L’affaire a attiré l’attention sur les liens entre l’église, qui est arrivée au Japon en 1964, et le Parti libéral démocrate au pouvoir qui a dirigé presque sans interruption le Japon après la Seconde Guerre mondiale.
Un législateur au pouvoir, Shigeharu Aoyama, a déclaré le mois dernier qu’un chef de faction du parti lui avait expliqué comment les votes de l’église pourraient aider les candidats qui manquent de soutien organisationnel.
Tomihiro Tanaka, chef de la branche japonaise de l’église, a nié « l’ingérence politique » avec un parti en particulier, mais a déclaré que l’église avait développé des liens plus étroits avec les législateurs du parti au pouvoir qu’avec d’autres en raison de leur position anticommuniste commune.
Les membres du National Network of Lawyers Against Spiritual Sales, qui fournit depuis des décennies une assistance juridique aux personnes ayant des différends financiers avec l’église, affirment avoir reçu 34 000 plaintes concernant des pertes d’argent dépassant un total de 120 milliards de yens (900 millions de dollars).

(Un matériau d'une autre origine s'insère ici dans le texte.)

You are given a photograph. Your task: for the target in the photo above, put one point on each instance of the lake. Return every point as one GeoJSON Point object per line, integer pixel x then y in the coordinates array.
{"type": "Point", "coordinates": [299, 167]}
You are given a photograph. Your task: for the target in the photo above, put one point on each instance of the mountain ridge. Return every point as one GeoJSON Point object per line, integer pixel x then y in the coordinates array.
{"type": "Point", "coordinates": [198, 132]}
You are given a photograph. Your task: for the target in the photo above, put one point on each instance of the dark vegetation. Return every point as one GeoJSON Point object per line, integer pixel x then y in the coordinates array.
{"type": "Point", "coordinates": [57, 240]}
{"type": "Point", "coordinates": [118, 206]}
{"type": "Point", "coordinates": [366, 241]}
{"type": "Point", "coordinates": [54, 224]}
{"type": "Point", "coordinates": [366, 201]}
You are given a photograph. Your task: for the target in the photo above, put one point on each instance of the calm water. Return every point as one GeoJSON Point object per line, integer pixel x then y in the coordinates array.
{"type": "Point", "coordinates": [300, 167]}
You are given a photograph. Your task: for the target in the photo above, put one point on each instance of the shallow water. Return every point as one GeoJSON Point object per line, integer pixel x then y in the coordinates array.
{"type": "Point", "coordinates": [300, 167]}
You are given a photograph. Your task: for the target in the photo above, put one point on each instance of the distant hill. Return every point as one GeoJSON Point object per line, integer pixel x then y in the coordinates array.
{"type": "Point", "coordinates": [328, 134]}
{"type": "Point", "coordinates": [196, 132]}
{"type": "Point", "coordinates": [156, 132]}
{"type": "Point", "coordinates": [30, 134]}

Tanaka a accusé les avocats et les médias de « persécuter » les fidèles de l’église.
Une ancienne adhérente dans la quarantaine a déclaré lors d’une récente conférence de presse qu’elle et deux sœurs avaient été forcées de rejoindre l’église alors qu’elle était au lycée après que leur mère soit devenue une adepte.
Après deux mariages ratés arrangés par l’église, elle a dit qu’elle s’était réveillée du « contrôle mental » et qu’elle était retournée au Japon en 2013.
En tant que victime de deuxième génération « qui a vu ma vie détruite par l’église, je peux comprendre la douleur (de Yamagami), même si ce qu’il a fait était mal », a-t-elle déclaré.